Dr Payen, the head of Anaesthesiology at Grenoble University Hospital where Schumacher was taken after his accident in December, spoke about his patient in two interviews, with Le Parisien newspaper and RTL radio.

“Life after a brain injury is punctuated with stages,” he said. “It must progress, we hope, but we must give him time.”

Although Schumacher was moved from Grenoble to Lausanne in June, and has since returned to his family home in Switzerland to recuperate, Dr Payen remains in close touch with the family and has visited Schumacher at his home.

“I kept seeing him, first at the University Hospital of Lausanne, and now at home. It’s to see how he progresses and tell his wife and children what changes I observed,” Dr Payen said. “He’s in a very favourable condition. This plays a big role. The family environment is always best for the patient. His wife is surrounded by excellent advice and has implemented everything required to move forward.”

Schumacher was in a “critical condition” when he was first brought to hospital, Dr Payen said. He is still alive today “because there were decisions that were taken in a timely manner“.

The anaesthesiologist reserved special praise for Schumacher’s wife, Corinna. She has “in every respect an extraordinary willpower“, he said.

“Immediately she understood the seriousness of the situation and the long journey that lay before them. She sees things very clearly and will do anything and give everything to improve the condition of her husband.”

Dr Payen also spoke for the first time about the media storm in which he was engulfed when he took on his celebrity patient. “Nobody willingly undergoes such a flood of media [attention],” he told Le Parisien. “We quickly got organised by creating a sort of ‘medical bubble’ to protect us from the outside world, from the media pressure, in order to work properly.”

At one point a journalist reportedly disguised himself as a priest to gain access to Schumacher’s bedside, and some of his medical records were later stolen. Dr Payen told how he and his colleagues had to give up their mobile phones, and could only go to and from work via an enclosed car park.

Despite his patient’s celebrity status and great wealth, Dr Payen insisted that he was not given any preferential treatment in hospital, other than the extra security precautions. “Michael Schumacher was treated like any other patient,” he said. “He was with other patients in the intensive care unit. As there is no VIP room.”
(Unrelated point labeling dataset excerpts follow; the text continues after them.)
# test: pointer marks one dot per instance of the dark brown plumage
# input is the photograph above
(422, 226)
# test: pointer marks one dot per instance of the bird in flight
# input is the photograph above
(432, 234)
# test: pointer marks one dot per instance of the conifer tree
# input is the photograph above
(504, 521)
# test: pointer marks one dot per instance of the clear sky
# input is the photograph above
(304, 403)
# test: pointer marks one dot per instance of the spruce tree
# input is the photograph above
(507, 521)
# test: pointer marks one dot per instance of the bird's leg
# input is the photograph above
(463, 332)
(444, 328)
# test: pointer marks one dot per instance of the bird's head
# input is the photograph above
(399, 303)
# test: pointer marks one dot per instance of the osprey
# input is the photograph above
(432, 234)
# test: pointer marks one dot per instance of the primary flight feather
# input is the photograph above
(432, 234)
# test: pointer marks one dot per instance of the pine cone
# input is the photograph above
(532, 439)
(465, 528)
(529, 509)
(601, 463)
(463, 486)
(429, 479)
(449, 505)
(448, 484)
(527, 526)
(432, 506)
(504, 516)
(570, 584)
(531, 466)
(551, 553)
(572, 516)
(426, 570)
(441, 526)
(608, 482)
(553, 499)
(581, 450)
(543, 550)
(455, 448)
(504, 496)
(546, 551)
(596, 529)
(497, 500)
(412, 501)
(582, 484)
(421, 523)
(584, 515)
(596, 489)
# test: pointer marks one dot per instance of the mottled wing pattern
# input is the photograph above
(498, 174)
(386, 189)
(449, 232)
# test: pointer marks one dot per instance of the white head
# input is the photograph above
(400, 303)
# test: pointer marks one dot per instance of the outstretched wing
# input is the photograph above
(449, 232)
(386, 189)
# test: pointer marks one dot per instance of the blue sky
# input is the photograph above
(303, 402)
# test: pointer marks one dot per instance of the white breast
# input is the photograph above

Schumacher suffered a traumatic brain injury while skiing with his 14-year-old son Mick in the French Alpine resort of Meribel last December when he fell and hit his head on a rock. Doctors have said that he would probably have died if he had not been wearing a ski helmet.

Earlier this month the Formula One commentator Jean-Louis Moncet said Mick had told him his father was making a slow recovery.

“I saw his son and he told me that Schumi is waking up very slowly, very slowly,” he said.